Hi all,
For the past few weeks, the developers for the yt project have
been struggling with an issue in our docs build.
We recently switched to the latest development version of sphinx
to take advantage of the new parallel reading capabilities. I'm
currently using the tip of the default branch (Sphinx 1.3b3).
I'm using the sphinx build for the yt project:
I've modified our Sphinx configuration to do a parallel build on
8 cores and to not build some custom directives we use to
evaluate code in the docs build:
The memory errors still happen with our custom sphinx extensions
turned on I've just disabled them here to isolate the issue to the
autosummary extension.
The reading phase proceeds without issues, but during the write
phase after 10% of the documents have been written, I see (via top)
memory spikes on all the worker processes - each worker consumes
10s of gigabytes of ram. Shortly after this, the whole build
crashes.
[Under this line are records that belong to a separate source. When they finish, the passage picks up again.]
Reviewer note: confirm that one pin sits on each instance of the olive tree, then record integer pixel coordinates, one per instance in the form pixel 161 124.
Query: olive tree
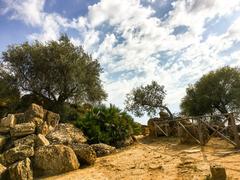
pixel 217 91
pixel 56 71
pixel 147 99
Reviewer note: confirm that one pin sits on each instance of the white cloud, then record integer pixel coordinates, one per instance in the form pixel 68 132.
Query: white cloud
pixel 132 42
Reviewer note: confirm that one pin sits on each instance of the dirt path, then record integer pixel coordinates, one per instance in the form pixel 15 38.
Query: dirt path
pixel 161 158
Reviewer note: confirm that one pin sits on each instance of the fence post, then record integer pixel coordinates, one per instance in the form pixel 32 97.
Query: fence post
pixel 200 133
pixel 234 130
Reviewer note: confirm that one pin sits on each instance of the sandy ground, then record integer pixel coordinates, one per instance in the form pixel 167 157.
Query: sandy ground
pixel 161 158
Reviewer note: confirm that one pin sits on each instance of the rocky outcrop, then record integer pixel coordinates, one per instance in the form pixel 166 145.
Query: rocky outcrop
pixel 21 170
pixel 7 123
pixel 103 149
pixel 54 159
pixel 17 154
pixel 28 140
pixel 85 153
pixel 41 141
pixel 66 134
pixel 218 172
pixel 22 129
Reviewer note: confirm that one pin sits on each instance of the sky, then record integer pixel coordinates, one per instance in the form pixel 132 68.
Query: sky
pixel 173 42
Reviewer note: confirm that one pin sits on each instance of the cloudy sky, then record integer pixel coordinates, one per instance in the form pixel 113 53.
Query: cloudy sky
pixel 136 41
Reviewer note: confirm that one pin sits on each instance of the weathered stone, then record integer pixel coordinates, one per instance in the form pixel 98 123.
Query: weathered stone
pixel 8 121
pixel 18 153
pixel 52 119
pixel 3 140
pixel 4 130
pixel 28 140
pixel 54 159
pixel 66 134
pixel 126 142
pixel 20 118
pixel 41 141
pixel 218 172
pixel 85 153
pixel 21 170
pixel 43 129
pixel 103 149
pixel 22 129
pixel 34 111
pixel 3 171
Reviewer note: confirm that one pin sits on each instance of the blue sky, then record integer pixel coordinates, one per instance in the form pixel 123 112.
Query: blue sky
pixel 136 41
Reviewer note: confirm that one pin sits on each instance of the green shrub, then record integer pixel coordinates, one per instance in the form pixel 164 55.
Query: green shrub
pixel 107 125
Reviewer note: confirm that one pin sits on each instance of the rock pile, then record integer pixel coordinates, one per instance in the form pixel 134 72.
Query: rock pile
pixel 34 144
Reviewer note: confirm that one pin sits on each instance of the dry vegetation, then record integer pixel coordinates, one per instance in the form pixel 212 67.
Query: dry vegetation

I don't quite understand the traceback, but I think
it's happening when Sphinx tries to serialize and transmit a huge
amount of data between workers or the master process. I've
pasted the output from the build here, along with the traceback sphinx
reports when the build crashes:
One extra hint is that if I turn off the autosummary extension,
the build proceeds fine in parallel. My guess is that we're
exposing a scaling issue in sphinx or docutils that only becomes
important for a build that contains a really large number of
output pages.
We've been using the autosummary extension for years with no
trouble, and have been using parallel writing since it became
available in Sphinx 1.2. I guess this is due to a change in the
way parallel writing works in Sphinx 1.3? Another hint is that we've
been able to reproduce this on three different build machines now.
Does anyone have any hints on debugging memory leaks like this?
I'd like to be able to get a traceback on one of the worker
processes once the memory usage spike has started.
Thanks for your help!
-Nathan